En 1968, tentant de s’adapter à la situation d’illégalité et de répression, la FAU décida d’organiser un front de masse baptisé Résistance ouvrière étudiante (Resistencia Obrero Estudiantil, ROE). La ROE organisa ainsi un large front composé de militants de quartier, de syndicalistes ouvriers et d’étudiants combatifs.
L’état d’urgence et la militarisation de la vie politique conduisirent la FAU à développer en 1971 une structure armée : l’OPR-33 (Organización Popular Revolucionaria-33 Orientales), en publiant un hebdomadaire clandestin, et en créant un réseau d’infrastructures pour préparer ses actions et protéger ses militants. L’OPR-33 effectua plusieurs actions directes, telles que des sabotages, des « expropriations », des enlèvements de dirigeants politiques ou patronaux, l’appui armé à des grèves, des occupations d’usines...
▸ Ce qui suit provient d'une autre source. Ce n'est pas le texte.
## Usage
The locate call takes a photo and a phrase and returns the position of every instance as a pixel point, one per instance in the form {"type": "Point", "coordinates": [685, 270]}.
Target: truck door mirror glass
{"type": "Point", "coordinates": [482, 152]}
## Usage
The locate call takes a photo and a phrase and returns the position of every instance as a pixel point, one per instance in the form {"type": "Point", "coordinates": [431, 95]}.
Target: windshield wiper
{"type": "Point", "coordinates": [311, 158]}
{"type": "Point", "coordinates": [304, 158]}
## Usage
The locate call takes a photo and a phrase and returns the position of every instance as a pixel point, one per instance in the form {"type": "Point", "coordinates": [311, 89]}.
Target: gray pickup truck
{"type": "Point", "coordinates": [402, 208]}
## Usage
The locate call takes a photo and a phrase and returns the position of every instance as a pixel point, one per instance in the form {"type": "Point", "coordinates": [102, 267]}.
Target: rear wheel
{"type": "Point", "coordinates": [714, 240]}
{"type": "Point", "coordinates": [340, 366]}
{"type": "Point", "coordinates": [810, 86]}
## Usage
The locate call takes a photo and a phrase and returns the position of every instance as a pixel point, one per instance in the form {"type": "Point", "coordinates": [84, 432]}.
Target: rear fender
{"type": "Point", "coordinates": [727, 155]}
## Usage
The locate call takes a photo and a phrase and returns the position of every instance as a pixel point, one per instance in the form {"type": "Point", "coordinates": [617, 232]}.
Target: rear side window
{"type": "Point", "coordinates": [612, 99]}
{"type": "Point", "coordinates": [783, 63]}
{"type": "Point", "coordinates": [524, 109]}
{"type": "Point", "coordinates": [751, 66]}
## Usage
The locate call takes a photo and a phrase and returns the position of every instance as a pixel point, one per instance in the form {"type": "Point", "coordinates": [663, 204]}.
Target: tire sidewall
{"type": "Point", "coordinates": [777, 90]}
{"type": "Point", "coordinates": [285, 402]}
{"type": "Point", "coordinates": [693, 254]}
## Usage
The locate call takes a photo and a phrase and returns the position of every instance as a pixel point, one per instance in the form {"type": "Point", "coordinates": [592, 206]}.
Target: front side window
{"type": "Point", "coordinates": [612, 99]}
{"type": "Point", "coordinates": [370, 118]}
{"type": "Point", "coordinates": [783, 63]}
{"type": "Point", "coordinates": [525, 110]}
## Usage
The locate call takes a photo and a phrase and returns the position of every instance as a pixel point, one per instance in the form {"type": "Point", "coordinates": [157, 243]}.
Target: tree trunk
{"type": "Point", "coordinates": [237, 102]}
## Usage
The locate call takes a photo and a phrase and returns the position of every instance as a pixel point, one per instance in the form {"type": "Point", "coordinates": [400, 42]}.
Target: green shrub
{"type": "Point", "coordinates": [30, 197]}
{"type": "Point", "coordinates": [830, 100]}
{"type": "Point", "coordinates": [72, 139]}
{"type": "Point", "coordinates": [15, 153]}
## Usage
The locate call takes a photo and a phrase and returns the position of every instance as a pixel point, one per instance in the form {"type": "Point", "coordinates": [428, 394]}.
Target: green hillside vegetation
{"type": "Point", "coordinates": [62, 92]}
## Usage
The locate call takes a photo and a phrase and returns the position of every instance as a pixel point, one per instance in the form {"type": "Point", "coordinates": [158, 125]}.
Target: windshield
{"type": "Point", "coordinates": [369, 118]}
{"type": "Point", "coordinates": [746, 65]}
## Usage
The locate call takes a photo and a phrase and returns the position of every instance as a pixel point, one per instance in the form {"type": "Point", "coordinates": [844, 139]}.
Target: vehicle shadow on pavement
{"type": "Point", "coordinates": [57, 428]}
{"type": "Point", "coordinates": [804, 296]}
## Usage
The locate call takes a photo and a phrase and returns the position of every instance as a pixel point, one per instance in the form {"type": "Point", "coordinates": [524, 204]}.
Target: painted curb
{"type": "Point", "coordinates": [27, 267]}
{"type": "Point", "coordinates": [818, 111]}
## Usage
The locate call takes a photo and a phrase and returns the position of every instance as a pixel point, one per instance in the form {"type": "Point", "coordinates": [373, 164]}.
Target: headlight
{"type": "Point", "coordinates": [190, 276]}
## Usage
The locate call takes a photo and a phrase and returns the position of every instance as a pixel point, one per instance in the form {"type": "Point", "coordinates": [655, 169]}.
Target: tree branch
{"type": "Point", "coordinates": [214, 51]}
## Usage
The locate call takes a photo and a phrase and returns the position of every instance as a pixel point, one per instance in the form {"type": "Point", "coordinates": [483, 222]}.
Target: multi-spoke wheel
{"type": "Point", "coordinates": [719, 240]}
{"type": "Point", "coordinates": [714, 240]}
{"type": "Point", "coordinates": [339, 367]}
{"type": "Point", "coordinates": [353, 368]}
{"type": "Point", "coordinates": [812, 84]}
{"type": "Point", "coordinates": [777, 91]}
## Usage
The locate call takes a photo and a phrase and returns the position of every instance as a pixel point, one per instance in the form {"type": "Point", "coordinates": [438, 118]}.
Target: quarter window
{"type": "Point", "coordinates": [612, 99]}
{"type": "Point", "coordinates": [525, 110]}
Juan Carlos travaillait comme graphiste à cette époque. Il finit par entrer dans la clandestinité en faisant partie du groupe armée de la FAU, l’OPR-33, (un groupe) qui dévalisait les banques et kidnappait les employeurs trop brutaux afin de régler les conflits du travail. Il s’est constitué prisonnier en 1971 et resta emprisonné durant quatorze années, il survécut à de fréquentes séances de torture sous les ordres de l’armée et de la police. À cette époque, en Uruguay, 1 personne sur 30 a connu la détention et 1 personne sur 62 la torture.
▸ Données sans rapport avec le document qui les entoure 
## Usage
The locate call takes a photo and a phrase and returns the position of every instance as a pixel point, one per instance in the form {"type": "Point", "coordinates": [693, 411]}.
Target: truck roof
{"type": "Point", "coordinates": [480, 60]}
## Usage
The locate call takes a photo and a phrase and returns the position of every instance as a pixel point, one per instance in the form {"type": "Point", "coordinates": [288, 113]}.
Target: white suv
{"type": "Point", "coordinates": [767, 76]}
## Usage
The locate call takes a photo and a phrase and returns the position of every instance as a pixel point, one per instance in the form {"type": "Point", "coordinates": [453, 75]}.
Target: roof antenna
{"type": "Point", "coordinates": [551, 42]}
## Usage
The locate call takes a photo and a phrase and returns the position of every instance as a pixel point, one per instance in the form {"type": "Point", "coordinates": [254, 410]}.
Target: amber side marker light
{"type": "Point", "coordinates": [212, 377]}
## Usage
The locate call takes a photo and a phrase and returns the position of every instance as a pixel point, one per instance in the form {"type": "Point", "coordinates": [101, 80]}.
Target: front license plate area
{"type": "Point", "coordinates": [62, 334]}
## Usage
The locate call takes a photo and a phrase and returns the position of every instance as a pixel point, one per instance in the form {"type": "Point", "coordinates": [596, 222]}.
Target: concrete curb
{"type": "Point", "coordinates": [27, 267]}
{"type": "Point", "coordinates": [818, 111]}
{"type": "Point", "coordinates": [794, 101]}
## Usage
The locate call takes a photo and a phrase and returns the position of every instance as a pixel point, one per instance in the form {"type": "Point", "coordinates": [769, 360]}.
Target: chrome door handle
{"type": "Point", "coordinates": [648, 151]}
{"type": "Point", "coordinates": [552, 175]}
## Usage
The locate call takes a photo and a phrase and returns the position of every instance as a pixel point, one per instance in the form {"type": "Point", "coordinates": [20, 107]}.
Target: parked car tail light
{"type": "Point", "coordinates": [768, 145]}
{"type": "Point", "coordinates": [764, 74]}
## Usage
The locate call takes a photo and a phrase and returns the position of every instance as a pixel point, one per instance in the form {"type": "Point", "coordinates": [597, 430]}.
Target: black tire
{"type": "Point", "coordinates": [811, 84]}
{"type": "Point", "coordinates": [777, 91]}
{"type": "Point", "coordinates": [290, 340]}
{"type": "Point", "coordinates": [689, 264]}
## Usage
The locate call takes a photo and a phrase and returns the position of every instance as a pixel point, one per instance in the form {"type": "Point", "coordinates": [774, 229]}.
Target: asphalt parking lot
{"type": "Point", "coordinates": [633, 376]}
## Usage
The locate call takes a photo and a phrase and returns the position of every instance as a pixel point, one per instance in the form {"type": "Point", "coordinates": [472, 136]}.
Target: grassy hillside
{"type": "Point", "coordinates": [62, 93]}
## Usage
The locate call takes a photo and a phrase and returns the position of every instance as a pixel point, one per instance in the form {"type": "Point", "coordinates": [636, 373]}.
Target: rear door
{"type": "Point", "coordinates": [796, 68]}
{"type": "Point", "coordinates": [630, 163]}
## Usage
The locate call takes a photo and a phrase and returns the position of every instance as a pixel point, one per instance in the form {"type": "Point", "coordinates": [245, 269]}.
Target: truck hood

Pendant son emprisonnement, Juan Carlos a perdu son frère et compagnon de la FAU, Alberto “Pocho” Mechoso, qui disparut dans le cadre d’une opération de terreur d’État transnationale soutenue par les États-Unis, appelée le Plan Condor.
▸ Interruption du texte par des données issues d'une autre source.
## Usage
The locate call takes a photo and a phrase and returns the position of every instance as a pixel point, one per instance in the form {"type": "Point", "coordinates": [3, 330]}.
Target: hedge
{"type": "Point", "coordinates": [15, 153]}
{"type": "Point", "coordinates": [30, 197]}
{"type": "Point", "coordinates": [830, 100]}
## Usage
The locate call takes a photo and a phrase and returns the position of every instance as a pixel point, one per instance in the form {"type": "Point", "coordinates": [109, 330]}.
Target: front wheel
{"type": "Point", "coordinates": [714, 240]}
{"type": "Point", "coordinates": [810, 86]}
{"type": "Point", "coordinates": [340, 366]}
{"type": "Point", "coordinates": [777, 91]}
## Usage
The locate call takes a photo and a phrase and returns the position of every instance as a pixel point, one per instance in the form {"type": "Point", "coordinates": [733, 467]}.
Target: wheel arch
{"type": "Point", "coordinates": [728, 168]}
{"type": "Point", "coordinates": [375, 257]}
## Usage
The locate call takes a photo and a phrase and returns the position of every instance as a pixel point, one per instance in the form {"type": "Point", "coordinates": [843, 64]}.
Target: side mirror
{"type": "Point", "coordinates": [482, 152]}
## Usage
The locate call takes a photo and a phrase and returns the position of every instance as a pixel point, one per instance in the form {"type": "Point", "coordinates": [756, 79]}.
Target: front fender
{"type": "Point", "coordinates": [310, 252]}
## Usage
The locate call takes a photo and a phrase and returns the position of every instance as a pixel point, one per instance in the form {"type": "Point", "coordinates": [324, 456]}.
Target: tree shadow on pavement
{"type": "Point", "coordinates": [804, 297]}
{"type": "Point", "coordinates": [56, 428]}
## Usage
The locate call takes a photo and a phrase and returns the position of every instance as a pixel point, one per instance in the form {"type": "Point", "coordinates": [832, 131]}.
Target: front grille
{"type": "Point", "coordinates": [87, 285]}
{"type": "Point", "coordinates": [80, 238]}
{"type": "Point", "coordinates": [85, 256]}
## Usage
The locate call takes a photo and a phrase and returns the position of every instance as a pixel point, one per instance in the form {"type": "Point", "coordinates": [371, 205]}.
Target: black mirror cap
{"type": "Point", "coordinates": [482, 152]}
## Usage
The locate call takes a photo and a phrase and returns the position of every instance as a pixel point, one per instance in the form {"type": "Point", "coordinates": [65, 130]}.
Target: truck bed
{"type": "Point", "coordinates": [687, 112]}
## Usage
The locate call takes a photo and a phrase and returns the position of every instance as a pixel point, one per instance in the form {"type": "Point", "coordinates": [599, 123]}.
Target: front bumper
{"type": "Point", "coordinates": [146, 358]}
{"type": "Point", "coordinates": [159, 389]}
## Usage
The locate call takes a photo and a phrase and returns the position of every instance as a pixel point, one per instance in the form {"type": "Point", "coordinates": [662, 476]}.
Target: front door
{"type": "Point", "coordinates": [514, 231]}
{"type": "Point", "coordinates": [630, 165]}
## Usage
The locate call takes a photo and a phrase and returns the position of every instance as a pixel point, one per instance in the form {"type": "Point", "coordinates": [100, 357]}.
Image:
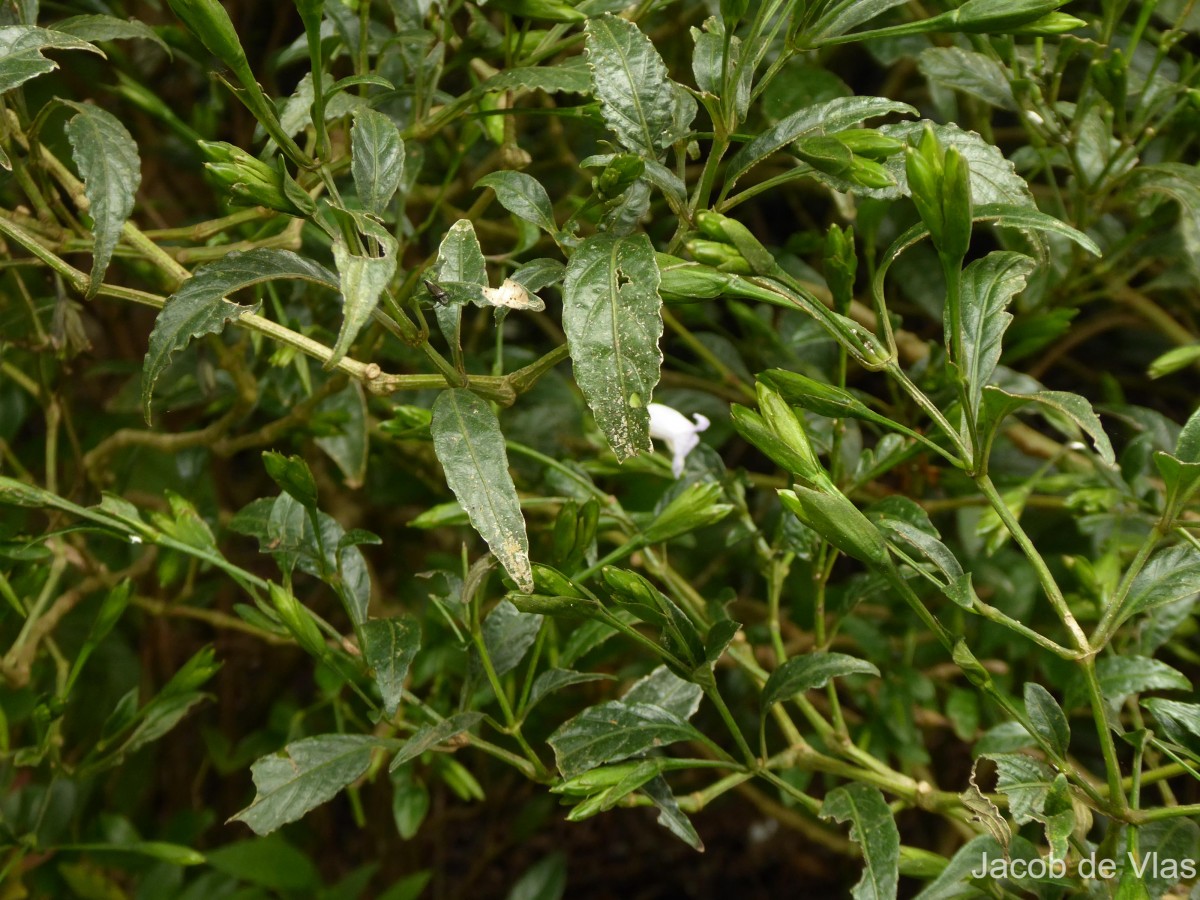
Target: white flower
{"type": "Point", "coordinates": [681, 436]}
La FAU a vu 35 militants de son organisation disparaître pendant cette période. Juan Carlos a été libéré après la chute du gouvernement militaire de l’Uruguay en 1985. Il est retourné chez lui à El Cerro et a participé à la reconstruction de la FAU pour affronter l’ère néolibérale de la post-dictature.

Celui que les copains appelaient el viejo Mechoso (le vieux Mechoso) était un intellectuel organique. N’ayant qu’une éducation secondaire, il a consacré sa vie à comprendre la théorie politique de gauche et à développer de nouveaux modèles pour sa mise en œuvre pratique moderne dans une perspective anarchiste. Il était également influencé par la psychanalyse et la théorie post-moderne.
Lors de notre visite, nous étions accompagnés de José Mari Olaizola, un militant anarchiste espagnol expérimenté, nous avons eu des heures de conversation autour des idées de théoriciens allant de Bakounine à Foucault. Il parlait de ce dernier avec passion tant il l’avait fortement influencé lors de ses lectures.

Tout le monde le connaissait dans le quartier d’El Cerro, un bastion historique du mouvement ouvrier devenu aujourd’hui une banlieue en proie au chômage, à la violence et aux trafics en tout genre. L’enracinement de Juan Carlos Mechoso était le produit de son engagement politique, dans lequel il se savait être du peuple et avec le peuple.
Son exemple de lutte et de vie entièrement engagée et dédiée au socialisme et à la liberté, nous accompagnera à jamais.

Hasta siempre querido compañero Juan Carlos.